Figure 5.. L. acidophilus incorporated in PEO- and PVA-fibers inhibits Gardnerella growth in the presence of cervical epithelial cells.

(A) L. acidophilus PEO-fibers, (B) L. acidophilus PVA-fibers, or (C) free, planktonically grown L. acidophilus were co-administered with Gardnerella to HeLa cell monolayers. Columns with zero viability (or viability below the limit of plate-based detection) are represented with a star, and viability values are shown as the mean ± standard deviation from three independent batches of fibers or free bacteria. Statistical significance between the viability of free Gardnerella and Gardnerella in competition, as calculated by Tukey’s Honest Significant Difference test, is represented by *P ≤ 0.05, **P ≤ 0.01, and ****P ≤ 0.0001.

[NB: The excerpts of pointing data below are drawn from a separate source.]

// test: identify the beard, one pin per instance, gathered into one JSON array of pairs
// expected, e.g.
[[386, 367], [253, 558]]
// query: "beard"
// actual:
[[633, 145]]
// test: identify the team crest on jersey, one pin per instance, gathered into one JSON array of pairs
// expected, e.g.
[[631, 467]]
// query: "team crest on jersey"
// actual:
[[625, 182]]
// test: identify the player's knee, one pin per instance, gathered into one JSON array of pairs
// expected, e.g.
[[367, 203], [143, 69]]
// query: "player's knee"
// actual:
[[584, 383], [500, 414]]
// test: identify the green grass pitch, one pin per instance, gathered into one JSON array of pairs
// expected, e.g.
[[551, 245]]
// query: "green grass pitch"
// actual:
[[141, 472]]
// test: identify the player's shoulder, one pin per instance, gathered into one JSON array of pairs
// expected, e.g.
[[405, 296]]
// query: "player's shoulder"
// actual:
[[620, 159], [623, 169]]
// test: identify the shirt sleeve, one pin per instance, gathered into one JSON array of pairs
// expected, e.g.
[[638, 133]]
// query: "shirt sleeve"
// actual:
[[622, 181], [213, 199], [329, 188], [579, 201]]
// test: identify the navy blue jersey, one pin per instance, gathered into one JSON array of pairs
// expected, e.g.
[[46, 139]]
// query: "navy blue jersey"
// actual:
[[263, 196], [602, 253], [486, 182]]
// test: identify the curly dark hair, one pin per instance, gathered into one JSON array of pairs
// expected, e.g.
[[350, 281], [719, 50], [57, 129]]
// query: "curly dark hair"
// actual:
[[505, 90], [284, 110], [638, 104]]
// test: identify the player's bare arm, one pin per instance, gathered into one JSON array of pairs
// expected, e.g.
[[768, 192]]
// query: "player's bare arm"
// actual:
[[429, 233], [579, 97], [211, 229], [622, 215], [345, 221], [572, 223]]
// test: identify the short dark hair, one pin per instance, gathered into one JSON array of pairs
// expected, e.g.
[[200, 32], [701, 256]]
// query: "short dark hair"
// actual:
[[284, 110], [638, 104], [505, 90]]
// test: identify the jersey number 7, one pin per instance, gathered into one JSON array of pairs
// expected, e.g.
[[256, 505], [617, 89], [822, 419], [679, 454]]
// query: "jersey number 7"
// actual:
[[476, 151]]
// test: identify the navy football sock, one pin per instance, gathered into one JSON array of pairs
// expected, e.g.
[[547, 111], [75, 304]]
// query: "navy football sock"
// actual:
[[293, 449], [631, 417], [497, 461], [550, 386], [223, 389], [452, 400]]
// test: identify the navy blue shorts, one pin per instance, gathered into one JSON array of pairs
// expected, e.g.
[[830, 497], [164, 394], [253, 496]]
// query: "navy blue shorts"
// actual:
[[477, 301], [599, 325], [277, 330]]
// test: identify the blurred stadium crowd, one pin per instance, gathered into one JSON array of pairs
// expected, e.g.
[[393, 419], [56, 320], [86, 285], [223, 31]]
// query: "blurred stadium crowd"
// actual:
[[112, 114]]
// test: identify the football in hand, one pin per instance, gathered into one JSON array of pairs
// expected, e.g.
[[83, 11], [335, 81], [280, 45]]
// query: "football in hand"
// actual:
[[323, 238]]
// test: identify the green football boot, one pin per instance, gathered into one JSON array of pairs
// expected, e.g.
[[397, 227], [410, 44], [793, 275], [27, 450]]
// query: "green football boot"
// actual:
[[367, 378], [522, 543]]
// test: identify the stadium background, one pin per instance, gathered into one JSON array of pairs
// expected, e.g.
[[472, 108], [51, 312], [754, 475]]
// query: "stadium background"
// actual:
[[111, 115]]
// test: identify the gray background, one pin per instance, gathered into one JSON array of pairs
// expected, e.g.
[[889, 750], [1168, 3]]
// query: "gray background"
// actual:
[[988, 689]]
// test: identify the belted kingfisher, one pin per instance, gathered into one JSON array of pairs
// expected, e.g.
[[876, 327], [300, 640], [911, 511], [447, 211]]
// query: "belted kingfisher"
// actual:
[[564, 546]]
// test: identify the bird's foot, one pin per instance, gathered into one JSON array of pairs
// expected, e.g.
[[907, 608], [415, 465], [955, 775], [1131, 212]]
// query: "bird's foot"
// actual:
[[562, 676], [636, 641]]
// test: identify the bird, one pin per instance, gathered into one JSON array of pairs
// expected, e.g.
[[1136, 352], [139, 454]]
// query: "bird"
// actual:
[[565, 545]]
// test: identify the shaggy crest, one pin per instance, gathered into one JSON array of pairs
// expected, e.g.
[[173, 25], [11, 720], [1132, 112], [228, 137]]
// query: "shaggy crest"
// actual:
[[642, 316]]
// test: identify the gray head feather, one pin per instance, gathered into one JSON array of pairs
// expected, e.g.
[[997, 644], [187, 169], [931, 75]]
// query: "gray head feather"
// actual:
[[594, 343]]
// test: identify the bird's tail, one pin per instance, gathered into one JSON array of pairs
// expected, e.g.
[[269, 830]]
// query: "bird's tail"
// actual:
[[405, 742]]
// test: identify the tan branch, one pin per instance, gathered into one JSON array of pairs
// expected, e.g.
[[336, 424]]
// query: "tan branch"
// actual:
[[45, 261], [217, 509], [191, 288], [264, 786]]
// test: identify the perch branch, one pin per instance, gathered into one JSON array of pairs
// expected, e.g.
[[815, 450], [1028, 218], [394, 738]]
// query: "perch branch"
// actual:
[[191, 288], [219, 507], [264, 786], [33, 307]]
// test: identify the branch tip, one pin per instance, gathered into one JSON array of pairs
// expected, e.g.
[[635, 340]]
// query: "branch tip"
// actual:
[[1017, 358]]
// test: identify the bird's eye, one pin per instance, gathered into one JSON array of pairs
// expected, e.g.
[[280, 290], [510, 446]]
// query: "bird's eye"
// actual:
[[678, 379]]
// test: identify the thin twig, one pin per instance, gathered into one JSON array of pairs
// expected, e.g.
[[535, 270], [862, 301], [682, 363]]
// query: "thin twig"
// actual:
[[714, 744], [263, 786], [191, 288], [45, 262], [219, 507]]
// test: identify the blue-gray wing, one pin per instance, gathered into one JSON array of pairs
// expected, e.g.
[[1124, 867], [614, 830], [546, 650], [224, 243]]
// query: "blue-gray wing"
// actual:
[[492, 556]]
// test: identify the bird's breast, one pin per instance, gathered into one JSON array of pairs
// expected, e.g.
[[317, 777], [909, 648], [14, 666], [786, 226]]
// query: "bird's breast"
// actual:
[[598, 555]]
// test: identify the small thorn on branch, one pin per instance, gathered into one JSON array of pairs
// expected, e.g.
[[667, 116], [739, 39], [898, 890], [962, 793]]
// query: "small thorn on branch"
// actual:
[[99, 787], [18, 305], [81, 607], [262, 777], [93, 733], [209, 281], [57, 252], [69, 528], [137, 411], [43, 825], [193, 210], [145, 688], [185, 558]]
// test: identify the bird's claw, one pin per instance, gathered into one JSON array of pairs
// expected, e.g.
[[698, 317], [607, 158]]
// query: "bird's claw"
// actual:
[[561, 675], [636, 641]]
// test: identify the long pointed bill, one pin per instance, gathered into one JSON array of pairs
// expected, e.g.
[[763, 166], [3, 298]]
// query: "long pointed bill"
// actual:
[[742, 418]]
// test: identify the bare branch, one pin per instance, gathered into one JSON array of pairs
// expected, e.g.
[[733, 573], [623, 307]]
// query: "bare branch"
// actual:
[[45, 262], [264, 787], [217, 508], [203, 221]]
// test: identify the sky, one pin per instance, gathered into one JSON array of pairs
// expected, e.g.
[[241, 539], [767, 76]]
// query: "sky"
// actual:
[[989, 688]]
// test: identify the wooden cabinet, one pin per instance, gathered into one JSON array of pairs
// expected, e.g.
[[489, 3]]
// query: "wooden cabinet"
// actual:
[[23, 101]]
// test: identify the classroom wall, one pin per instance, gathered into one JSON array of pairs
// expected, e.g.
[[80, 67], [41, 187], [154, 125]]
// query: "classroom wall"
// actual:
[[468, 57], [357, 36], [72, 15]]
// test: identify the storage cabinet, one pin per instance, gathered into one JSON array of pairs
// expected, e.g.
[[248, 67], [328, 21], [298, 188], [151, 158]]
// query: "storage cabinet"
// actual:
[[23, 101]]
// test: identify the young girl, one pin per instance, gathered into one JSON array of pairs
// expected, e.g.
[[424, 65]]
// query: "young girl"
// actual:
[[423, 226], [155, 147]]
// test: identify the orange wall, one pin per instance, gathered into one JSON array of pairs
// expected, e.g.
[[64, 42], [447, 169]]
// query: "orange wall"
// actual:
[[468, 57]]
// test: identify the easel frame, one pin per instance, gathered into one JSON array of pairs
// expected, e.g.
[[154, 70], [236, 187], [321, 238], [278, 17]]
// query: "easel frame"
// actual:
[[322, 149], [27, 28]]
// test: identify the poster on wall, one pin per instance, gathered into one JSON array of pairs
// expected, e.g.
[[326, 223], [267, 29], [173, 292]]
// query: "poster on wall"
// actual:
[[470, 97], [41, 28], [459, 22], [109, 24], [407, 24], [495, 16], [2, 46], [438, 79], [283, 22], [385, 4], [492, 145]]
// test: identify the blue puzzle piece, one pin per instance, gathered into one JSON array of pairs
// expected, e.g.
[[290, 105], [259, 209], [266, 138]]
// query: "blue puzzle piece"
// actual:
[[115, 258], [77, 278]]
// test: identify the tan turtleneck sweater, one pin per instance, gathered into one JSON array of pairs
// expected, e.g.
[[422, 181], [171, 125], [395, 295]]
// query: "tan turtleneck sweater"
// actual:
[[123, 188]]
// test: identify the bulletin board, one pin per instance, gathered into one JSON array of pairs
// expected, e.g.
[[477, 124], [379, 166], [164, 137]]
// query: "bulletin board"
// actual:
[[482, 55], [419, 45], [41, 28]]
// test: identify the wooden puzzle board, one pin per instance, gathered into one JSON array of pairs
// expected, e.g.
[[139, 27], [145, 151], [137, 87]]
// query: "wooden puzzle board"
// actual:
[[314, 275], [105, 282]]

Figure 6.. L. acidophilus incorporated in PEO-fibers colonize the mouse vagina as well as free L. acidophilus bacteria.

L. acidophilus (L.a.) titers in vaginal washes (A-B) and vaginal tissue homogenates (C-D) from mice inoculated vaginally either with free L. acidophilus (open circles) or L. acidophilus in PEO-fibers (closed circles). Lines represent the median values.